Troisièmement, je voudrais suggérer au commissaire d’envisager d’exclure les dépenses associées aux paiements en faveur du budget communautaire lors de la définition des principes selon lesquels les déficits seront calculés aux fins du pacte de stabilité et de croissance. S’il est vrai que ces dépenses accroissent la demande dans toute l’UE, elles contribuent également à appliquer le principe fondamental de la solidarité. Cette solution permettrait aussi de parvenir plus facilement à un compromis sur la taille du budget de l’Union européenne pour la période 2007-2013. Je ferai remarquer que l’une des raisons pour lesquelles certains États membres réclament un budget «réduit» est que ce sont des contributeurs nets au budget communautaire. Merci beaucoup.

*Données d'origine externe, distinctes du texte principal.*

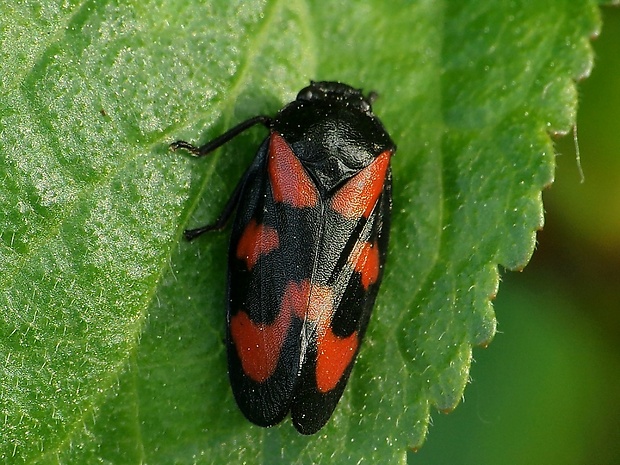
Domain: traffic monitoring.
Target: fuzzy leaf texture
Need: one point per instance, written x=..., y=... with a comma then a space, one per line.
x=112, y=324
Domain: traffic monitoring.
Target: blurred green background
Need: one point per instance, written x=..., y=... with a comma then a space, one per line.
x=547, y=390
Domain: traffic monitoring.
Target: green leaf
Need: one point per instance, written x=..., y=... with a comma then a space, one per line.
x=112, y=325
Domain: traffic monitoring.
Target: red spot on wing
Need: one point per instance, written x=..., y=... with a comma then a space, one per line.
x=334, y=353
x=259, y=345
x=256, y=240
x=358, y=196
x=334, y=356
x=365, y=260
x=289, y=180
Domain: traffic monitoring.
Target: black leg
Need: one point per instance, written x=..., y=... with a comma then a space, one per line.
x=222, y=220
x=221, y=140
x=208, y=148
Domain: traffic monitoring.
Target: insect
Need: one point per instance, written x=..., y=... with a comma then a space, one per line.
x=307, y=251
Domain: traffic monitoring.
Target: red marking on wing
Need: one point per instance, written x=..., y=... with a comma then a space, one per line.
x=256, y=240
x=259, y=345
x=366, y=261
x=289, y=180
x=333, y=357
x=358, y=196
x=334, y=354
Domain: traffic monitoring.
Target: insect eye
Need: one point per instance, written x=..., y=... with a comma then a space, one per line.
x=305, y=94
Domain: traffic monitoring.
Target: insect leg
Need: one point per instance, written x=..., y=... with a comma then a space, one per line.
x=221, y=140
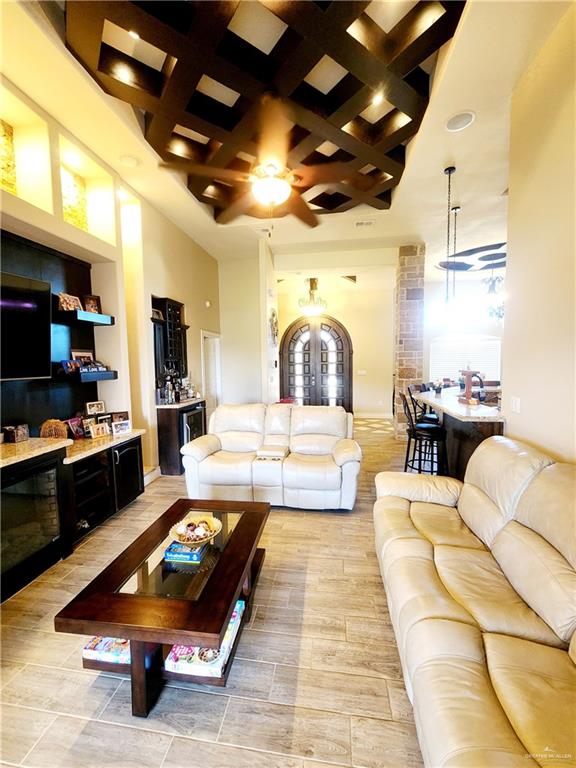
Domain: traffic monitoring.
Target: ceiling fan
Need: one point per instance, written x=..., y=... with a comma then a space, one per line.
x=271, y=183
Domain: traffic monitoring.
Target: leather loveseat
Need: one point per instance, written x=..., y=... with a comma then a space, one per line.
x=294, y=456
x=481, y=586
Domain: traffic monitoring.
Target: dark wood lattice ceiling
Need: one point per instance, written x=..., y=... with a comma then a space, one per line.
x=196, y=71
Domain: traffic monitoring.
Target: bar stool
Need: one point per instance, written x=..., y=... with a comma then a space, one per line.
x=421, y=412
x=428, y=444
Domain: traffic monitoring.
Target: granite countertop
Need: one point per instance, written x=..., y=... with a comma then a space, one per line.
x=448, y=403
x=12, y=453
x=80, y=449
x=182, y=403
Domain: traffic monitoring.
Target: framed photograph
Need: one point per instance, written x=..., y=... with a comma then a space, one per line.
x=82, y=355
x=66, y=302
x=121, y=427
x=95, y=408
x=87, y=425
x=92, y=304
x=70, y=366
x=106, y=419
x=99, y=430
x=76, y=428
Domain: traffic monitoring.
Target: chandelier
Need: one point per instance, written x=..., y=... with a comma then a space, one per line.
x=311, y=304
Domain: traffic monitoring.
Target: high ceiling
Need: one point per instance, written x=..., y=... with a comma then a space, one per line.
x=352, y=78
x=477, y=70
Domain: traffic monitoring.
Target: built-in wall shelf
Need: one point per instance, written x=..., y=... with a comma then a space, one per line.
x=72, y=316
x=84, y=377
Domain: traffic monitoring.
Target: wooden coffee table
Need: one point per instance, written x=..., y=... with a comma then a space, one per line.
x=140, y=598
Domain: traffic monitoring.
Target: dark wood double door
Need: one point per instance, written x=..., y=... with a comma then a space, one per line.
x=316, y=362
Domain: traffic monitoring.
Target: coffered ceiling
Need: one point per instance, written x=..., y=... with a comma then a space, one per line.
x=354, y=78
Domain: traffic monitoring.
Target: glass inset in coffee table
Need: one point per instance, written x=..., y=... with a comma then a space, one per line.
x=155, y=604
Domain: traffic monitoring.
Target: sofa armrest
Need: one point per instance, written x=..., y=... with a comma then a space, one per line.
x=428, y=488
x=346, y=450
x=201, y=447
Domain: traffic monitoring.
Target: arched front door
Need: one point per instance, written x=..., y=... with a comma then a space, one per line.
x=316, y=362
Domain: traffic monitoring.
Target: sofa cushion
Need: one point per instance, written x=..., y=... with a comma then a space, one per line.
x=489, y=498
x=476, y=582
x=315, y=429
x=442, y=525
x=239, y=427
x=459, y=719
x=548, y=507
x=530, y=562
x=311, y=472
x=536, y=686
x=227, y=468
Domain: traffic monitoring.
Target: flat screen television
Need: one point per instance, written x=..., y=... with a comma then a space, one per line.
x=25, y=317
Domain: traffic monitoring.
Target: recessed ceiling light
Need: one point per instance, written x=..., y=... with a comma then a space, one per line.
x=460, y=121
x=129, y=161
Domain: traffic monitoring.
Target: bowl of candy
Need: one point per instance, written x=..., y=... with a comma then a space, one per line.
x=194, y=530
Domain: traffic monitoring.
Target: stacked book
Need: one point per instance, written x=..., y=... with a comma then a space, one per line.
x=182, y=553
x=114, y=650
x=206, y=662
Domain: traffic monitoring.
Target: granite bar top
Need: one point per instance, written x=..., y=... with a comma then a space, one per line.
x=182, y=403
x=80, y=449
x=12, y=453
x=448, y=403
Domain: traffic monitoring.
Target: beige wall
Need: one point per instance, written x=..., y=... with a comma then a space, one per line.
x=241, y=330
x=366, y=309
x=540, y=330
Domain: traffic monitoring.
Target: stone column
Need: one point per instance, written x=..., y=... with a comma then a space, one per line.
x=409, y=331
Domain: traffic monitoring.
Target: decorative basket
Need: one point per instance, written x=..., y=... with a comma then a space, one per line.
x=53, y=428
x=213, y=525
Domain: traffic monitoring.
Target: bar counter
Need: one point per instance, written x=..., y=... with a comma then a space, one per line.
x=466, y=426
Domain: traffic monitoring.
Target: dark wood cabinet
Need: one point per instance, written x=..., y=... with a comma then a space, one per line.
x=178, y=425
x=103, y=484
x=172, y=345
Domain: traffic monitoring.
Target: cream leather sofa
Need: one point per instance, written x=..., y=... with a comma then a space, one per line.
x=481, y=586
x=294, y=456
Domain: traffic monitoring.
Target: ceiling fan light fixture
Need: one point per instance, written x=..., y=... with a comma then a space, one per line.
x=271, y=190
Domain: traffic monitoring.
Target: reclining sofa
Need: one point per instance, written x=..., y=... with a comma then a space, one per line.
x=481, y=586
x=293, y=456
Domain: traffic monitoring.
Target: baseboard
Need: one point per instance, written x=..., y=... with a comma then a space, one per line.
x=152, y=473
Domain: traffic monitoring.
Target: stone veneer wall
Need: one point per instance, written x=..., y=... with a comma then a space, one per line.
x=409, y=331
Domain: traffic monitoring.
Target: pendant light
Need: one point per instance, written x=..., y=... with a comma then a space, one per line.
x=448, y=171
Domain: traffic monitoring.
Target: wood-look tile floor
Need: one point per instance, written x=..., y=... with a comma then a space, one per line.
x=316, y=681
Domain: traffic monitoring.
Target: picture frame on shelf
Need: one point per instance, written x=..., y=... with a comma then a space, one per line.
x=95, y=408
x=100, y=430
x=92, y=304
x=82, y=355
x=76, y=428
x=105, y=419
x=87, y=424
x=70, y=366
x=121, y=427
x=68, y=303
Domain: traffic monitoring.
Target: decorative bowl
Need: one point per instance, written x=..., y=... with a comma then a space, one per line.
x=195, y=530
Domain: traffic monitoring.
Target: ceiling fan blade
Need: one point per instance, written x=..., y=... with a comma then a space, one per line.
x=197, y=169
x=274, y=127
x=300, y=208
x=310, y=175
x=236, y=208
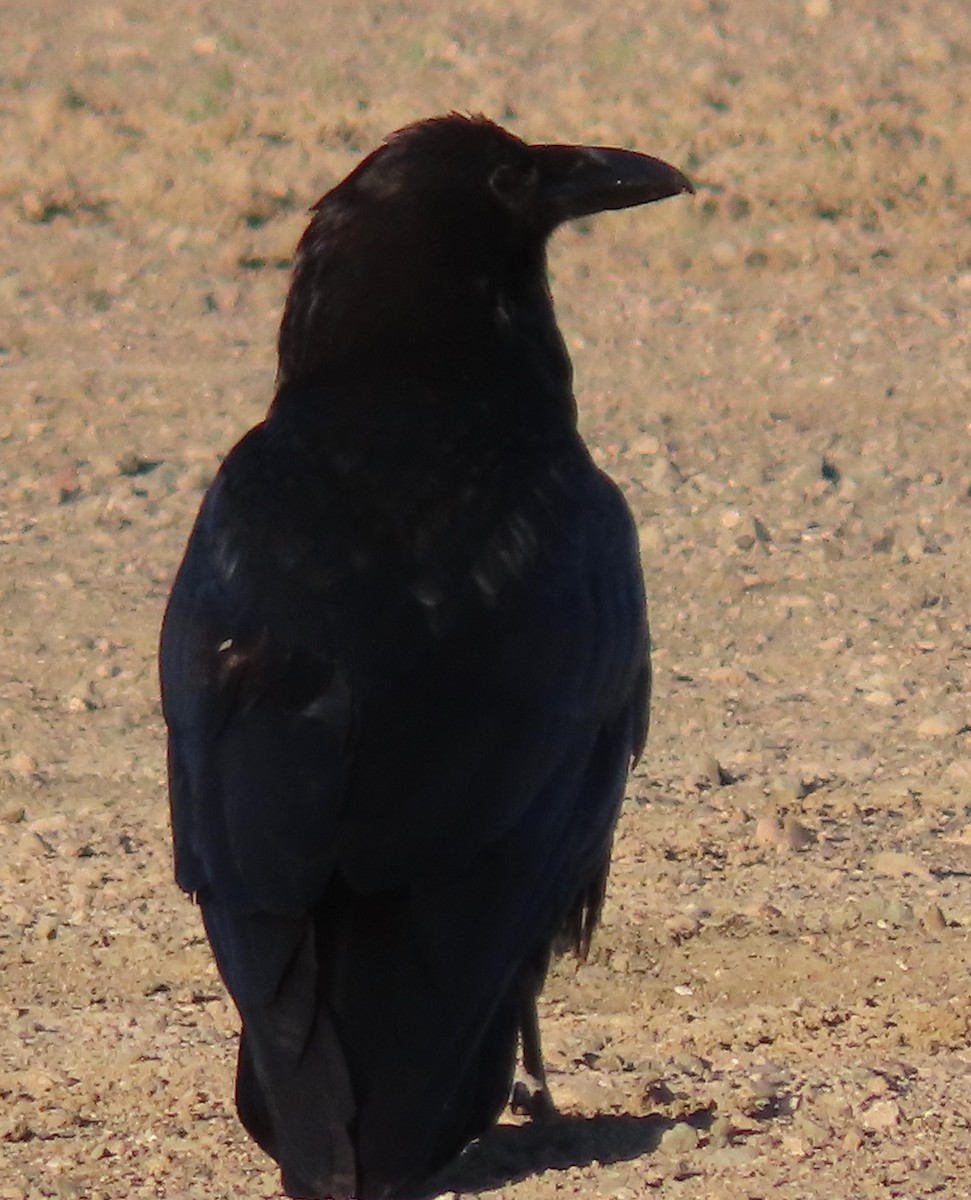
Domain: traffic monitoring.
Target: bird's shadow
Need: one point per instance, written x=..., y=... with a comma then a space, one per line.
x=513, y=1152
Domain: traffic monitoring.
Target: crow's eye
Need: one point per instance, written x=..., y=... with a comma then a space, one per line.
x=510, y=184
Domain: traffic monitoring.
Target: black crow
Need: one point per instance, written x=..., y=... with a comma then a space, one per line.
x=405, y=663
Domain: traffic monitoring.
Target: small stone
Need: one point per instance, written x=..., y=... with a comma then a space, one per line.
x=679, y=1139
x=940, y=725
x=852, y=1140
x=22, y=765
x=895, y=865
x=768, y=832
x=720, y=1133
x=881, y=1115
x=798, y=837
x=933, y=919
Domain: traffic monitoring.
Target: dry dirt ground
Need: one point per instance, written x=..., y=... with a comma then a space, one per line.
x=778, y=373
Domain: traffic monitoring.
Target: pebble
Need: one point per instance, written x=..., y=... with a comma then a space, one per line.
x=933, y=919
x=895, y=865
x=940, y=725
x=679, y=1139
x=880, y=1115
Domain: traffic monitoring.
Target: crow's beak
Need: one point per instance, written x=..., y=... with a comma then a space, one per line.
x=580, y=180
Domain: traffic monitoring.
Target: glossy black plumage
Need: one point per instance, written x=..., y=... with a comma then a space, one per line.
x=405, y=663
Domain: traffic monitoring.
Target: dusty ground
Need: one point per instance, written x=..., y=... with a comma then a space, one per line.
x=778, y=372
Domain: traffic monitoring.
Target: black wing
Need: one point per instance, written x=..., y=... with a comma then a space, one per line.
x=390, y=797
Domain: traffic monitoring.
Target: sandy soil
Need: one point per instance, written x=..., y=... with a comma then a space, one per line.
x=778, y=372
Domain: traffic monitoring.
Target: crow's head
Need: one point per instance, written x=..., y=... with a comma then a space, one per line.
x=437, y=231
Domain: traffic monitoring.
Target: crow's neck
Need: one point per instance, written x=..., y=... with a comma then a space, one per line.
x=486, y=363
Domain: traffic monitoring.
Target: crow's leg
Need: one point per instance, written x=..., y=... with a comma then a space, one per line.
x=531, y=1096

Samaras (PPE-DE). - (EL) Monsieur le Président, nous sommes en train de parler de compétitivité, mais la compétitivité est directement liée aux taux de change. Nous avons laissé l’euro devenir excessivement cher par rapport au dollar. Il est passé de 0,84 à 1,30, nuisant ainsi gravement à notre compétitivité.
La Banque centrale a pour ainsi dire sacrifié la compétitivité, où nous sommes à la traîne, afin de renforcer la stabilité, où nous sommes en bonne position. En d’autres termes, nous avons protégé notre point fort et exposé notre point faible. La cherté de l’euro a donc aggravé la récession. La récession a dissuadé les entreprises de prendre des risques d’investissement et d’innover. Autrement dit, quel est l’intérêt de la stratégie de Lisbonne? Regardez ce que font les Américains, les Russes, les Chinois et les Indiens. Alors que tous nos concurrents se concentrent sur la compétitivité et la croissance, nous nous concentrons sur les dépenses et la dette. Ils parviennent tous à de meilleurs rendements que nous, alors que nous pataugeons dans la récession chronique. Peut-être devrions-nous commencer à mettre en question notre policy mix économique? Tant que nous garderons le policy mix actuel, la stratégie de Lisbonne et le pacte de stabilité seront de plus en plus incompatibles. Gardez la stratégie de Lisbonne, mais assurez-vous que la politique monétaire appliquée par la Banque centrale apporte aussi sa pierre à l’édifice. Gardez le pacte de stabilité, à condition de placer l’accent sur la limitation des dépenses, et pas sur l’augmentation des recettes.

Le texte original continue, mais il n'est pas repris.